What is the relationship between the degree of a regular graph $k$, the number of verticies $v$ and the existence of cycles with length $n$? I am interested if there is a formula for these relationships. I was looking everywhere but I couldn't find anything. Is there some research regarding this topic or is there just no relationship? There is no specific reason for this question. Just curious.

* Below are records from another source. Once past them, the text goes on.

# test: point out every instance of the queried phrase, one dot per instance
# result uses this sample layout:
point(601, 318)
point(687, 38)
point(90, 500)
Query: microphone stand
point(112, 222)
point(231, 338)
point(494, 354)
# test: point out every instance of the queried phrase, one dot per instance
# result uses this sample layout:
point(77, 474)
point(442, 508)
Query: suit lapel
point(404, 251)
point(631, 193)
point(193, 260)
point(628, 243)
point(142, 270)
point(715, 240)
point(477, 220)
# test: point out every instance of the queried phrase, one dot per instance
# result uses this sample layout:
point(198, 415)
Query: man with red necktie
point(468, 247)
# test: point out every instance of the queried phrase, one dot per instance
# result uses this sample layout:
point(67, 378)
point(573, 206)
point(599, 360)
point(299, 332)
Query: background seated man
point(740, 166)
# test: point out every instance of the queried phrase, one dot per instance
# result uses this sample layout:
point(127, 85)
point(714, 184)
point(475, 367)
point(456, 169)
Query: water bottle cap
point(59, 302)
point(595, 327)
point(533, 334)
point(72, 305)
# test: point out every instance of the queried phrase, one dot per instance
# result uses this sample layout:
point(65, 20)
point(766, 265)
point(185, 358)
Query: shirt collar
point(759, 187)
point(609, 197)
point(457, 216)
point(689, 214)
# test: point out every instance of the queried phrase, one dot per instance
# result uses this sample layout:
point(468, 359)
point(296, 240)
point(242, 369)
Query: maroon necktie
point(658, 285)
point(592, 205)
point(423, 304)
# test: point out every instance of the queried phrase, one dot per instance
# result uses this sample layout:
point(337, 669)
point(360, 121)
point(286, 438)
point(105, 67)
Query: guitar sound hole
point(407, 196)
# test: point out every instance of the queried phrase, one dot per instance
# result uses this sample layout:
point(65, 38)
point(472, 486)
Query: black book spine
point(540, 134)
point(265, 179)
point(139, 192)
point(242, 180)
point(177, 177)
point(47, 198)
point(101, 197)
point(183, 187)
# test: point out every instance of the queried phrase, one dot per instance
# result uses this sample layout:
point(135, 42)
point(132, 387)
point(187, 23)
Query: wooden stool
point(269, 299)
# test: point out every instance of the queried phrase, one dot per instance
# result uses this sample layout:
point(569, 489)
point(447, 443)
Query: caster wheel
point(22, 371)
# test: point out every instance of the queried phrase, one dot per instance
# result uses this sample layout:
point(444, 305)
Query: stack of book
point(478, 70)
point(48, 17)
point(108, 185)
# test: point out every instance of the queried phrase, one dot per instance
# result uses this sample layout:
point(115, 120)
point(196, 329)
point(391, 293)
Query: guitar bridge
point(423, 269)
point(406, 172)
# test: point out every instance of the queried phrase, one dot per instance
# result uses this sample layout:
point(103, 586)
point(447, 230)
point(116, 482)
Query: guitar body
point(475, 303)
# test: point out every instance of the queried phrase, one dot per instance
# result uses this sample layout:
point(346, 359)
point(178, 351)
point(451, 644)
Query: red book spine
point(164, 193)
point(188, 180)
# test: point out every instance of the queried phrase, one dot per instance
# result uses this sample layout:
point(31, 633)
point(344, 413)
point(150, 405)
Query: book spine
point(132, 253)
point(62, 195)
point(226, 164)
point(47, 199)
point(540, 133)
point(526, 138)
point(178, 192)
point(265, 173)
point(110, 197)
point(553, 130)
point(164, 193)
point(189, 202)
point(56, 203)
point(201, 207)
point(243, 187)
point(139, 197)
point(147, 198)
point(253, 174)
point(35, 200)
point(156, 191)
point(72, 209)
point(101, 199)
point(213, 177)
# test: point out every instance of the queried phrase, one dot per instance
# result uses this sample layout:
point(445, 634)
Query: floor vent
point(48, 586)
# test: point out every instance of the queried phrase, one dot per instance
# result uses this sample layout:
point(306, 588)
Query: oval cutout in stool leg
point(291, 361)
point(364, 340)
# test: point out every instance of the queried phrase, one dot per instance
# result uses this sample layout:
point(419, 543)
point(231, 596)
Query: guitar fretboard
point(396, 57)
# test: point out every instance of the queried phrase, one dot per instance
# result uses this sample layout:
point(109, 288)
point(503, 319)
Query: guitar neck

Thank you for your help and time!
 A: The length of the smallest cycle in an $n$-vertex $k$-regular graph is no larger than $2 \log_{k-1} n$; it is open as to whether this bound is tight, in the sense as to whether for $n$ arbitrarily large, is there a $k$-regular graph on $n' \ge n$ vertices where the length of the smallest cycle is at least $(2-o(1))\log_{k-1} n'$. However, for $k$ of the form $k=p^s+1$; $p$ an odd prime, there are explicit constructions that achieve $\frac{4 \log_{k-1} n}{3}$.
Furthermore, let $H_i$; $i=1,2,\ldots$ be the following matrix polynomial:
$H_1(A) = A$; $H_2(A) = A^2-kI$; $H_{2i+2}(A) = AH_{2i+1}(A)-kH_{2i}(A)$.
Then if $A$ is the adjacency matrix of a $k$-regular graph, then $H_i(A)$ is a matrix where the largest eigenvalue is $k(k-1)^{i-1}$, and the sum of its nonzero entries counts the number of closed walks of length $i$. As $H_i(A)$'s largest eigenvalue grows exponentially with $k(k-1)^{i-1}$ it follows that the number of closed walks of length $i$ grows exponentially
in pace with $k-1$ [even for $k$-regular graphs on $n$ vertices where the number of closed walks of length $i$ is 0 for all $i$ up to $\log_{k-1} n$ or so.]